Fetch does one thing: it grabs the text content from any public URL and hands it back to Claude, stripped of HTML noise. No browser automation, no JavaScript rendering, just a straightforward HTTP GET and a clean text extraction. It's the official Anthropic server for this job, which means it's tested against Claude Desktop and works without ceremony. I reach for this when I'm asking Claude to summarise a blog post, pull key points from documentation, or follow a chain of references during research. The workflow is simple: you mention a URL in your prompt, Claude calls the fetch tool, and the text appears in context. No need to copy-paste or switch windows. It's particularly useful for long-form articles where you want Claude to extract specific information without you reading the whole thing first. The limitation is right there in the name: it fetches static HTML. If the content loads via JavaScript, you'll get an empty page or a loading spinner. That rules out most modern SPAs, paywalled sites that require cookies, or anything behind authentication. For those, you need Puppeteer or a headless browser setup. But for public, server-rendered pages, this is faster and lighter than spinning up a browser instance.
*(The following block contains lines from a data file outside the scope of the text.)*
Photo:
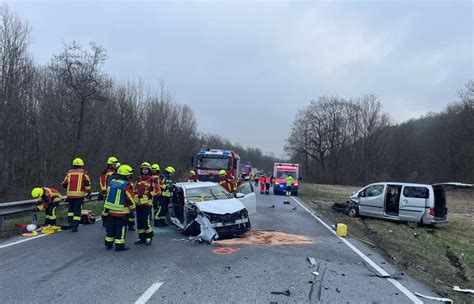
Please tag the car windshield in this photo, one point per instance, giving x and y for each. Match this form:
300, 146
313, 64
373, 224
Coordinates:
202, 194
284, 174
212, 163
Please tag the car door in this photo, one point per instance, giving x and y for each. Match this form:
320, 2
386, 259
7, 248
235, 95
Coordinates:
371, 200
248, 199
413, 202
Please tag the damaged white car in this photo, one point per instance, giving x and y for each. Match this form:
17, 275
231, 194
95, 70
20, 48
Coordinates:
207, 206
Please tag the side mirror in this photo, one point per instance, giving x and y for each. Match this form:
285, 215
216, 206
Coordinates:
239, 195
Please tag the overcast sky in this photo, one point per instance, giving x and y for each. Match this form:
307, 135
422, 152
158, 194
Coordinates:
246, 68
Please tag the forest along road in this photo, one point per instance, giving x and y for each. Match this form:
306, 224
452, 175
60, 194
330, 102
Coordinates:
73, 268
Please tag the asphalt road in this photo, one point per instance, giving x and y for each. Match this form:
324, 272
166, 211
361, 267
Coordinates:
75, 268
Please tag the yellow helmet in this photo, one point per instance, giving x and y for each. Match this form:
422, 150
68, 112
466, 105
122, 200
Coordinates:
112, 160
145, 165
78, 162
125, 170
37, 193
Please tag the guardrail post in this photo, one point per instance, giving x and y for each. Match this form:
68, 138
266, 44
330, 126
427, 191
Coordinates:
2, 223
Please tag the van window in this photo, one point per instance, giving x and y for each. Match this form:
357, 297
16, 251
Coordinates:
371, 191
416, 192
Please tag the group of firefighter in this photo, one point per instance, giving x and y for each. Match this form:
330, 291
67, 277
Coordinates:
268, 181
145, 200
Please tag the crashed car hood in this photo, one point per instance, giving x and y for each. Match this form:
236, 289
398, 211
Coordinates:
226, 206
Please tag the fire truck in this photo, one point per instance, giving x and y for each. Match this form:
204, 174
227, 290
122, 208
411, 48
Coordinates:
210, 162
280, 172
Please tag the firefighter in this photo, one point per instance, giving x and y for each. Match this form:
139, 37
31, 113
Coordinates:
144, 200
192, 177
48, 200
78, 185
120, 202
261, 181
105, 176
289, 184
225, 182
268, 182
164, 200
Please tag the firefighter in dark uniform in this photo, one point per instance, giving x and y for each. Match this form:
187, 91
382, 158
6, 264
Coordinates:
143, 189
48, 200
120, 202
78, 185
164, 199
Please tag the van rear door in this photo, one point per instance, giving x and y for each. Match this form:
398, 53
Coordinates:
413, 201
440, 197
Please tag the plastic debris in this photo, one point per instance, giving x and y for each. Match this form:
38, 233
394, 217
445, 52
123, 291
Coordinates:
445, 300
285, 293
457, 288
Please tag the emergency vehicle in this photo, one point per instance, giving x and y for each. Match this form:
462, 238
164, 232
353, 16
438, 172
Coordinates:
210, 162
280, 172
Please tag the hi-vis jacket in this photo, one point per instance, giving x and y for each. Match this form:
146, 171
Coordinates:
105, 178
77, 183
50, 195
143, 189
120, 198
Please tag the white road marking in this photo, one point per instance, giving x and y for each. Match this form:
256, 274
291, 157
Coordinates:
22, 241
149, 293
379, 269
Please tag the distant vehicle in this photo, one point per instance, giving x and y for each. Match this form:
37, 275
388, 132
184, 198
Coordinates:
280, 172
414, 203
209, 163
228, 215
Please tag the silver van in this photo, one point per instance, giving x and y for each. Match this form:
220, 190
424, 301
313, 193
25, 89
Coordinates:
414, 203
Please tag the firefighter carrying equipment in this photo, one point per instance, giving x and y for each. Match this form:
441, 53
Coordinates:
112, 160
125, 170
78, 162
170, 169
145, 165
119, 202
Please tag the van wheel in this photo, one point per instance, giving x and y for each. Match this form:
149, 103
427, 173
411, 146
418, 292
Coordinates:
352, 211
414, 224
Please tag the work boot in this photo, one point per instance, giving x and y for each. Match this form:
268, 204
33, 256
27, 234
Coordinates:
122, 248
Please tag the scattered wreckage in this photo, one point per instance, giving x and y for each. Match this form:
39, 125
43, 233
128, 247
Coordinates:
208, 211
416, 204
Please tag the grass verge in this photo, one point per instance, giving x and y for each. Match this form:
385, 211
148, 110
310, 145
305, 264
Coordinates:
440, 257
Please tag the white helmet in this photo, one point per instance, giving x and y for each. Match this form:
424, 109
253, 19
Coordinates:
31, 227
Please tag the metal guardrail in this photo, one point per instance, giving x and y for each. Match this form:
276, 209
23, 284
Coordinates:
10, 208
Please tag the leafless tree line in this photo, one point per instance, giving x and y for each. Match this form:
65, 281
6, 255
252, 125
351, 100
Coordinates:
71, 108
354, 142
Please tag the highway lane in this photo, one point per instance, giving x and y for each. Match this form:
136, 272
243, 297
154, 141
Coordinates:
73, 268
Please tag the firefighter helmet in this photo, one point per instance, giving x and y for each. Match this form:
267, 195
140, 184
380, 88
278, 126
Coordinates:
125, 170
37, 193
145, 165
78, 162
112, 160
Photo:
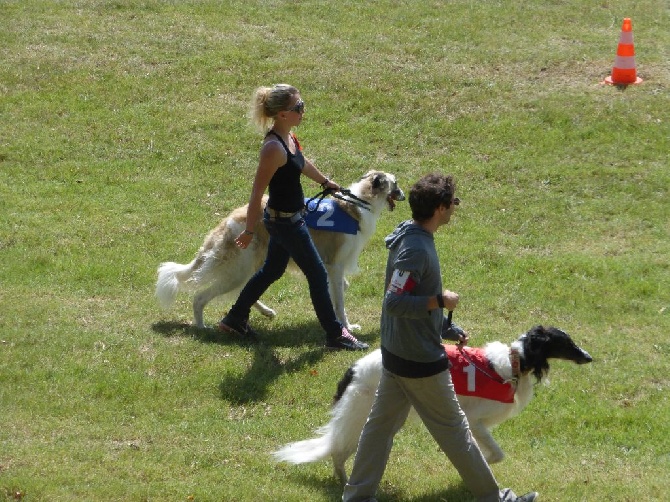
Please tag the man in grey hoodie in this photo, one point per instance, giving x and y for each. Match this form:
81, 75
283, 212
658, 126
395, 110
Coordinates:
415, 364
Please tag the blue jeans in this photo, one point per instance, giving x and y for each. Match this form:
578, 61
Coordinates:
290, 240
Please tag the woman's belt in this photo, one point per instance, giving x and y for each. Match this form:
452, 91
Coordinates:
273, 214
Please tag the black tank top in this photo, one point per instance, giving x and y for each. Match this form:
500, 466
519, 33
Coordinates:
285, 189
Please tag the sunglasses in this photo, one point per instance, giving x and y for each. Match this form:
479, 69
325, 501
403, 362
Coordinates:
299, 107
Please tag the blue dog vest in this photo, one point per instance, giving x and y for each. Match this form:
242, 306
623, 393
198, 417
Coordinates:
331, 217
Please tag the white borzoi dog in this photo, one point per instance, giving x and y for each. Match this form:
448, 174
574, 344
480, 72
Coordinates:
221, 268
491, 368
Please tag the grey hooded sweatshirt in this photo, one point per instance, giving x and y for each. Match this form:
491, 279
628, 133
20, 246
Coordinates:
411, 335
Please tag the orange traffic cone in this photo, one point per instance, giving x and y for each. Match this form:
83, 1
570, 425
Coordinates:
623, 72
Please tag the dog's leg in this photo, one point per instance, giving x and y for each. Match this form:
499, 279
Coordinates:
264, 309
202, 298
489, 447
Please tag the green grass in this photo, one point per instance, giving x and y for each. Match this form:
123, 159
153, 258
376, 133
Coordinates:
124, 140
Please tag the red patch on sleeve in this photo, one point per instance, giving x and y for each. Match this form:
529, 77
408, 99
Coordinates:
401, 282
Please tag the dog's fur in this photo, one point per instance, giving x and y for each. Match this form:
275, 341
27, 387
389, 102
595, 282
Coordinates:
221, 268
356, 391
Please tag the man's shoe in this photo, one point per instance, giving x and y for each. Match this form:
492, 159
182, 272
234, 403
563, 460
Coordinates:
507, 495
346, 341
229, 325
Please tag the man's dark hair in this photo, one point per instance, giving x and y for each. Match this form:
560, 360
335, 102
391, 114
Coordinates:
427, 194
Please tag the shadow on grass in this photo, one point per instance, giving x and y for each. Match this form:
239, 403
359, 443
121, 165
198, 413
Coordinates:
205, 335
331, 487
305, 344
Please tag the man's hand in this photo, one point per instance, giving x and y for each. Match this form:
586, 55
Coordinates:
450, 299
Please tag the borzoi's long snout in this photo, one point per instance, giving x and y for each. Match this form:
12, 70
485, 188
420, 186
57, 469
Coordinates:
585, 357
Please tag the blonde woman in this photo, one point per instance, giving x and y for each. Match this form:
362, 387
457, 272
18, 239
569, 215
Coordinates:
276, 111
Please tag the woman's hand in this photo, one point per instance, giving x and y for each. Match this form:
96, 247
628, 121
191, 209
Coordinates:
331, 185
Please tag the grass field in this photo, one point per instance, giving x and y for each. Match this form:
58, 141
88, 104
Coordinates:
124, 140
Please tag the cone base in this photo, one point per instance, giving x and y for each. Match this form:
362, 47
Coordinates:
609, 81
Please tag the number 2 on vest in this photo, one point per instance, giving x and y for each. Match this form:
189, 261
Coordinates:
324, 220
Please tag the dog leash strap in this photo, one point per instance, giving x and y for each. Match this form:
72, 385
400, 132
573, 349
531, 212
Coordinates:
354, 198
346, 196
318, 198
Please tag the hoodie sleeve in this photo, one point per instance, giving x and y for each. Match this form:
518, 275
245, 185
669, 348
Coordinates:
400, 298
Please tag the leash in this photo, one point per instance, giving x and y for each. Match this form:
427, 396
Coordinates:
343, 194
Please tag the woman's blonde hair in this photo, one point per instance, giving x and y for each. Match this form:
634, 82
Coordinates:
268, 102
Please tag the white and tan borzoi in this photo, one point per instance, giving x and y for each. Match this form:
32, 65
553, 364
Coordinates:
490, 368
221, 268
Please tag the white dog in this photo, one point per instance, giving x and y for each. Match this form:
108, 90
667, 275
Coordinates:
488, 390
221, 268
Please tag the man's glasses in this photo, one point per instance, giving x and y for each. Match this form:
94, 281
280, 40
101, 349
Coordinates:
299, 107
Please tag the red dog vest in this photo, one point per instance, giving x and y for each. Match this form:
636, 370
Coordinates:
473, 376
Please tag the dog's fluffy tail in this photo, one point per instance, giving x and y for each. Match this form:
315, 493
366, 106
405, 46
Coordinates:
173, 278
309, 450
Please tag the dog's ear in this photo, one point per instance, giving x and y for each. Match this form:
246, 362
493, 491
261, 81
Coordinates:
534, 351
378, 180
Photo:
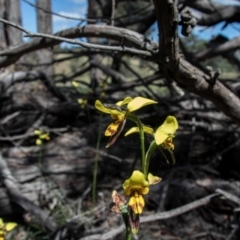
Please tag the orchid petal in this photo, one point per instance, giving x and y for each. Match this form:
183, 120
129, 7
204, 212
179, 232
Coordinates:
153, 179
101, 108
125, 101
139, 102
146, 129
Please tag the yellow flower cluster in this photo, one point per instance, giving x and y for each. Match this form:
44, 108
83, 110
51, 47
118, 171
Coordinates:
138, 184
41, 137
6, 227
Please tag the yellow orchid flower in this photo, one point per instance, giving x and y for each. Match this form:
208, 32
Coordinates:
119, 112
137, 186
6, 227
163, 135
41, 136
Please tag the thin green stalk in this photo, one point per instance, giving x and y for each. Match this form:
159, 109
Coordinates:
142, 146
135, 119
128, 234
95, 170
40, 158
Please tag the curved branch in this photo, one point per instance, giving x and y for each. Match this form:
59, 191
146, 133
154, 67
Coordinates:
125, 36
179, 70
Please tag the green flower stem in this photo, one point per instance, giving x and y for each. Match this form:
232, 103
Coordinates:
125, 217
135, 119
128, 233
95, 170
142, 147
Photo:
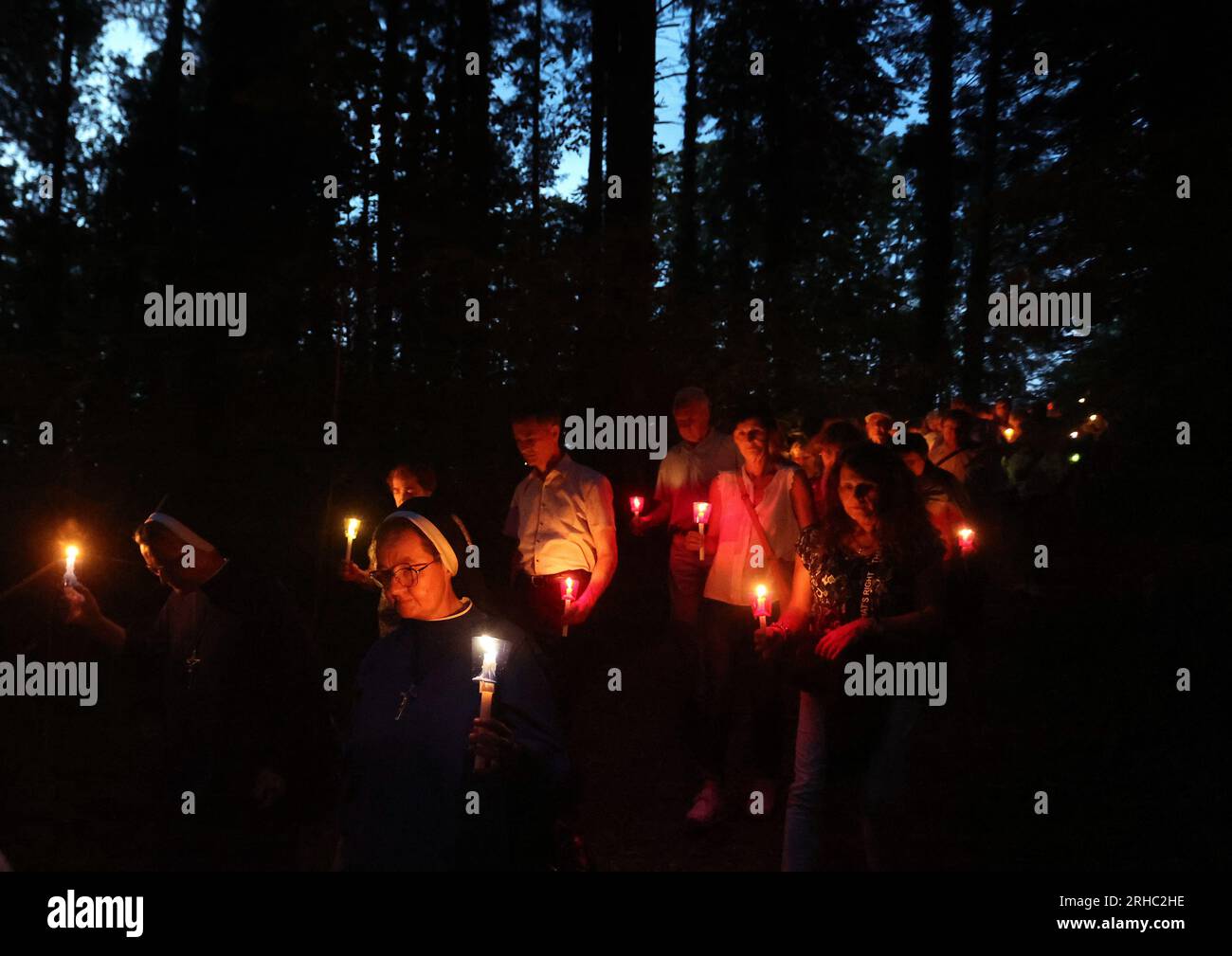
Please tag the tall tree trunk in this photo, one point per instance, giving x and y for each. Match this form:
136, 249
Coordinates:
629, 249
976, 319
936, 188
387, 116
53, 286
600, 35
169, 136
475, 156
536, 136
685, 278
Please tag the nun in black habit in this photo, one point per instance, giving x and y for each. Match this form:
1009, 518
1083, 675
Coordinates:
414, 796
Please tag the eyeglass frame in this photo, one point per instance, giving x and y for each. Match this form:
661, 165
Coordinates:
392, 573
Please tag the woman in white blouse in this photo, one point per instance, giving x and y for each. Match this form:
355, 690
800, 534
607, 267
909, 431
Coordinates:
755, 516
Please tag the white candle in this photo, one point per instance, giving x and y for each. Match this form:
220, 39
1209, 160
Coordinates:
487, 684
70, 553
353, 529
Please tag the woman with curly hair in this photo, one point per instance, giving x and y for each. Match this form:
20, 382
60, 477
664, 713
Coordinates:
867, 581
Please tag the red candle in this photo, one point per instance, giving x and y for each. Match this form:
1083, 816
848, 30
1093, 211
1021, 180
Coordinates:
701, 512
567, 595
762, 604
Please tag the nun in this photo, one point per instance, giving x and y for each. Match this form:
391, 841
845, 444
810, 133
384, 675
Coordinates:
431, 785
245, 750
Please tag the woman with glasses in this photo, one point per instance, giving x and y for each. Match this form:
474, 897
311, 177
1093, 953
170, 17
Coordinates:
430, 785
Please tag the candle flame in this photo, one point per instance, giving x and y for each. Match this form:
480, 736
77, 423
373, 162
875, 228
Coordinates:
489, 645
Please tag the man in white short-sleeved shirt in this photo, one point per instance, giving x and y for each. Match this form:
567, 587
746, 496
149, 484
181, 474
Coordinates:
563, 520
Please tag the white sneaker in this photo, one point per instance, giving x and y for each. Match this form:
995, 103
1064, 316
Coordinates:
707, 806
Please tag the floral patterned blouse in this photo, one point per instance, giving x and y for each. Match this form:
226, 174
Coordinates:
848, 586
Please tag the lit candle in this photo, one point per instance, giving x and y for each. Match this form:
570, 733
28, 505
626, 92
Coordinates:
70, 553
567, 595
353, 529
487, 679
701, 510
762, 604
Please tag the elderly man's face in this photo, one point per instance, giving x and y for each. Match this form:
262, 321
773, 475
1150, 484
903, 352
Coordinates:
878, 430
537, 442
693, 422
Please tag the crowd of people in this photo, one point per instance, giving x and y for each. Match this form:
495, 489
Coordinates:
855, 534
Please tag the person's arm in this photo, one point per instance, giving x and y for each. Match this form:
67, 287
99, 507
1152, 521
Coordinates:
802, 500
661, 513
84, 611
793, 619
512, 532
602, 519
656, 516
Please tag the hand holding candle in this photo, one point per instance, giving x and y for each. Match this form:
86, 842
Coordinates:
701, 513
353, 529
762, 604
568, 593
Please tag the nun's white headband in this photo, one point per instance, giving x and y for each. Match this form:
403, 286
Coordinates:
448, 557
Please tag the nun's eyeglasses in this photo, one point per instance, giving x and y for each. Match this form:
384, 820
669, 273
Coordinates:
407, 575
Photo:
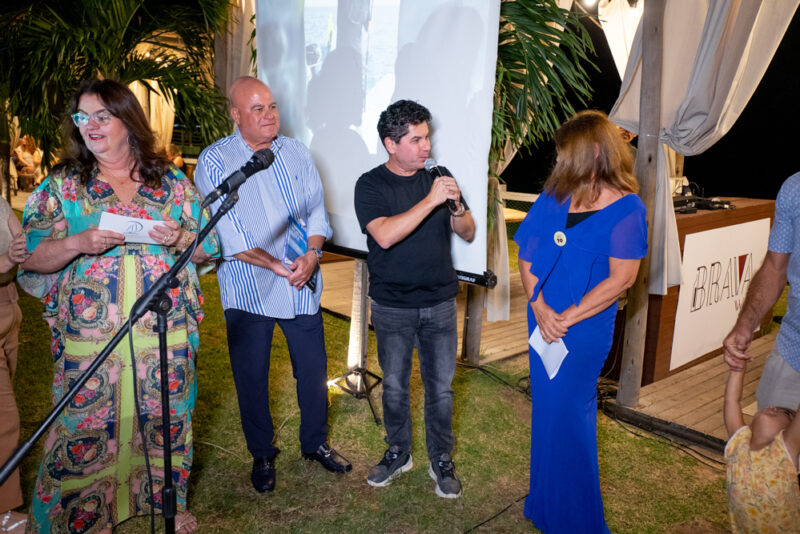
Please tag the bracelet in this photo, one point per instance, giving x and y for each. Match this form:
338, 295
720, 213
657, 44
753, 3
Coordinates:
185, 240
460, 212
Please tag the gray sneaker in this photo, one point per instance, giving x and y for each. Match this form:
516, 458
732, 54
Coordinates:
443, 471
394, 463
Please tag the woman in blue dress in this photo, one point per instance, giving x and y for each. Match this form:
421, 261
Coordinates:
579, 248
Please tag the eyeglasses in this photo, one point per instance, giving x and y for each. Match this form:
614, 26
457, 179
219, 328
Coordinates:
81, 119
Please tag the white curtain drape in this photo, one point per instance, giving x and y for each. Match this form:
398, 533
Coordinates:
231, 50
619, 20
715, 53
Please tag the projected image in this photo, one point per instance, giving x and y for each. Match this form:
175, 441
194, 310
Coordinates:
334, 65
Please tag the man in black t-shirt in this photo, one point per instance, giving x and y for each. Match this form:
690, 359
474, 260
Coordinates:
412, 286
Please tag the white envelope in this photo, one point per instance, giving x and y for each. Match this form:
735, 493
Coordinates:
552, 354
135, 230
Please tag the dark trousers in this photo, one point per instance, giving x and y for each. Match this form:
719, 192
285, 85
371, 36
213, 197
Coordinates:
433, 331
249, 344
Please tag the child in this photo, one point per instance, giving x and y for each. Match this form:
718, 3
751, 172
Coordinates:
763, 493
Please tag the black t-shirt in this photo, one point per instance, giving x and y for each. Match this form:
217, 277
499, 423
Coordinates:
418, 271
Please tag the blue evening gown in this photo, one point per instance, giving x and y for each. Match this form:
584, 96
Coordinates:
564, 481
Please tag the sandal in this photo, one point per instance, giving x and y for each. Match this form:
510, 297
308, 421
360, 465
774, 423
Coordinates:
13, 522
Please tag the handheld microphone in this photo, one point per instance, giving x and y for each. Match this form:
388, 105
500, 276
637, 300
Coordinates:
260, 161
433, 168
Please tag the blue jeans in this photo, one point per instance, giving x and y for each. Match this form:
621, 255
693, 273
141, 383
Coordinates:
433, 331
249, 344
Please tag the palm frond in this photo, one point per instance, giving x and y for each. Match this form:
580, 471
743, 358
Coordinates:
540, 56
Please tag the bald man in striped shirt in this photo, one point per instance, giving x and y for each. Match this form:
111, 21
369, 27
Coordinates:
259, 288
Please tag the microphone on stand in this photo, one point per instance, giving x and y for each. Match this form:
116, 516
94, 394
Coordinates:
433, 168
260, 161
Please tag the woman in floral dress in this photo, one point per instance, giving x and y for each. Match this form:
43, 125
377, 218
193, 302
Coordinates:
93, 473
Setup is trivial if you're on Claude Desktop. One uvx command, a few lines in your config, and it's live. The server has no environment variables to wrangle and no API keys to manage. It just works. I've used it to pull Hacker News threads, GitHub readmes, and API reference pages without friction. The quirk worth knowing: some sites block requests that don't look like a real browser. Fetch doesn't pretend to be Chrome, so you might hit a 403 on aggressive CDNs or bot-protection layers. When that happens, you're back to manual copy-paste. But for the majority of public web pages, this is the no-fuss option. If your workflow involves Claude reading URLs more than once a week, install it.
Verdict

Install this if you regularly ask Claude to read web pages. It's the simplest way to pull public HTML into context without leaving your editor. Skip it if you need JavaScript-rendered content or authenticated pages, where a headless browser is the only real option.

Good at

  • Zero configuration beyond the install command, no API keys or environment variables to manage.
  • Official Anthropic server, so it's maintained alongside Claude and tested for compatibility.
  • Fast and lightweight compared to browser automation for static HTML pages.
  • Works seamlessly in Claude Desktop with automatic tool discovery once configured.
  • Handles the common case of pulling article text or docs without needing a full scraping stack.

Watch out

  • Fails silently on JavaScript-heavy sites that render content client-side, returning empty or incomplete text.
  • Some CDNs and bot-protection services block requests that don't mimic a full browser user agent.
  • No support for authenticated pages or content behind login walls, limiting use to public URLs only.
  • Manual config required for hosts beyond Claude Desktop, though the process is straightforward.

Use cases

  • Pulling article text for summarisation
  • Reading API docs on demand
  • Following links during research
  • Lightweight scraping of static sites

Getting started

1. Run `uvx mcp-server-fetch` in your terminal to confirm the package installs cleanly. 2. Open your Claude Desktop config (usually `~/Library/Application Support/Claude/claude_desktop_config.json` on macOS) and add the server block under `mcpServers`. 3. Restart Claude Desktop, then ask it to fetch a simple public URL like a Wikipedia article to verify the tool appears in the context. 4. Watch out for sites with aggressive bot protection or heavy JavaScript rendering, where you'll get empty or partial text. 5. For other hosts like Cursor or Cline, check their MCP setup docs as the config path and format may differ slightly.